Bu psikolojiyle dolanınca internette tam da içinden geçenleri söyleyen bir yazı çıkıyor karşına. Ekşi sözlükte bir yazar tam da anlatmış içimden geçenleri. Bana da paylaşmak kalıyor o vakit...
'' Mehmet ve Yurdanur'un bir diyaloğu var
ve her aklıma geldiğinde üzerime umutla karışık bir hüzün çöküyor. Hani ''benim
yerim burası. senin yanın. sen benim hem ailem, hem vatanımsın artık.'' diyor
ya... Böyle şeyleri birisinden duymanın, en çok da birisinin gerçekten böyle
hissetmesinin artık imkansız olması sıkıyor canımı. Bir insana böylesine bağlı
olmak küçümsenecek bir şey oldu. Ait olamamak, bağlanamamak revaçta. Bunun
artısı nedir bilemem ama eksisi kocaman bir yalnızlık hissi, o kesin.

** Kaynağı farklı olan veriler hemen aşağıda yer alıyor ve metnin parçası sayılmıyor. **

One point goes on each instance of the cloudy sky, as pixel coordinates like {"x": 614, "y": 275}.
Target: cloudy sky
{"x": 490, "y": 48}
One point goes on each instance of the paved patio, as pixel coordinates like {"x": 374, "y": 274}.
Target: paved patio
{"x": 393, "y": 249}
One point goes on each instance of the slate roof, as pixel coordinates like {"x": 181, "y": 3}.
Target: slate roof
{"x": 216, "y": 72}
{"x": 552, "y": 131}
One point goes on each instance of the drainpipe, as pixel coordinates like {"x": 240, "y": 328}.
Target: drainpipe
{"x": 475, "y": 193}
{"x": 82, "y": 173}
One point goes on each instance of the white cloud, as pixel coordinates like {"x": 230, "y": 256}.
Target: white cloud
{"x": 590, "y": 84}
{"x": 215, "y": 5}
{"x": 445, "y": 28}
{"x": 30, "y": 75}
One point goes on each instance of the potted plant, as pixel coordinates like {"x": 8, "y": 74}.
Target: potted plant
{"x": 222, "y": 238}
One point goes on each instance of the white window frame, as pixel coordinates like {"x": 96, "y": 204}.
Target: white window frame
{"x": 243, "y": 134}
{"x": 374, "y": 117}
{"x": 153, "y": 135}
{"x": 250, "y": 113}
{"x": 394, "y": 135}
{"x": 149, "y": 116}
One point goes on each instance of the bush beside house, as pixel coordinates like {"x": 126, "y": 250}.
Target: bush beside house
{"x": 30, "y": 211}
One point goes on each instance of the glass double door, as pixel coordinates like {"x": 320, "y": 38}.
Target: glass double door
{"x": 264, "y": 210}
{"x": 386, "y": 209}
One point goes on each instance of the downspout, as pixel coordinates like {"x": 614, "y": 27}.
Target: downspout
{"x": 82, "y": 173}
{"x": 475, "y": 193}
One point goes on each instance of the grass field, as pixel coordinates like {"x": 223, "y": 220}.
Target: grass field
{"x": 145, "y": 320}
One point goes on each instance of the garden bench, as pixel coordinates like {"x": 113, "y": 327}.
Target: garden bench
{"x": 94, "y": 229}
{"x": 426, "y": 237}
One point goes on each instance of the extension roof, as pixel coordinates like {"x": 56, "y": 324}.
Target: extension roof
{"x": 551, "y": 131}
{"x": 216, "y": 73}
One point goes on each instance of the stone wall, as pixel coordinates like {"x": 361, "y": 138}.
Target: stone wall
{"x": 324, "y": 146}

Tek bir insan olsun, benim olsun demektense hepsinden azar azar olsun isteği
var artık. Yanında sevgilisi olanın bile facebook, twitter ve bilmediğim türlü
medyada, ortamda vs. elinin altında en az beş kişi durmakta. Güvensizlik ve
gereksiz bir sosyallik mevcut. ''bu olmazsa'' jokerleri var ama ''bu olsun''
sabrı kalmadı kimselerde. Yalnız kalmak istemiyoruz, yalnız da kalmıyoruz belki
ama yalnız hissediyoruz.
Çok fazla beklenti, çok fazla seçenek var. Ulaşmak kolaysa vazgeçmek daha
kolaydır. Çağın en büyük avantajı gibi duran dezavantajı bu aslında. Her şey
kolay, emek vermeye gerek yok, herkesin zamanı çok kıymetli, Verdiği değeri
göremeyenlerin hayal kırıklığı diğerlerinin üzerine sinen müthiş bir korku
haline gelmiş ve kimse aptal durumuna düşmek istemediği için gerçekten kalbini
açmaz olmuş. Hayatımızı yazsak yalan olur. İçinde neredeyse gerçek bir duygu
barındırmayan hikayeler, çöp yığını.
Bu düzen bir şekilde değişmeyecek. Ya sen ona erken geleceksin, ya o sana geç. Zaman tutturulamayacak. Sonradan anlayacaksın ya da sonradan anlayacak. Bazen birisi
herkesten vazgeçip sana gelecek, oralı olmayacaksın, bazen de sen birisi her
şeyin olsun isterken o hala yedekte tuttuklarıyla kendisini koruduğunu
zannediyor olacak. Karşılıklısı yok. Güçlü olanlar her şeye rağmen devam
edecekler, kuralına göre oynayacaklar ve ne kazanıldığı belli olmayan bir
mücadele içinde ömürleri tükenecek. En iyi ihtimalle bir mantık evliliği veya
yalnız kalınmak istenmeyen geceleri geçirebilecek miktarda sahip olunacak fuck
buddy falan. Çünkü tek eksiğimiz, ihtiyacımız bir erkek ya da kadın bedeni. Oysa Ferhan'ın dediği gibi, ''merhamete
ihtiyacımız var hakim bey...''
Yine de...
İçimde bir umut var ki bana bunları yazdırıyor. Aramıyorum, sadece bekliyorum. Kimseye ''kimse olmazsa bu olsun'' gözüyle bakmadan, kimseye sırf yalnız
kalmamak için yaklaşmadan bekliyorum. Değişiyorum, değişmeye çalışıyorum. Oyundan tamamen çıktım. Böyle değildim. Bu akşam evde oturmazdım mesela. Kuru
kalabalık iyi geliyormuş gibi davranırdım. Ya da benimle ilgilendiğini bildiğim
insanlara biraz gaz verip moralimi yükseltirdim. Elimin altında birkaç iltifat
duyacağım birileri olurdu yani mutlaka. Üzgünsem, yalnızsam, bir şekilde
toparlardım. Mavi boncuklarım vardı. Kıymeti yoktu ama zaman geçerdi işte. Çocukluk, aptallık, gereksiz sosyallikler...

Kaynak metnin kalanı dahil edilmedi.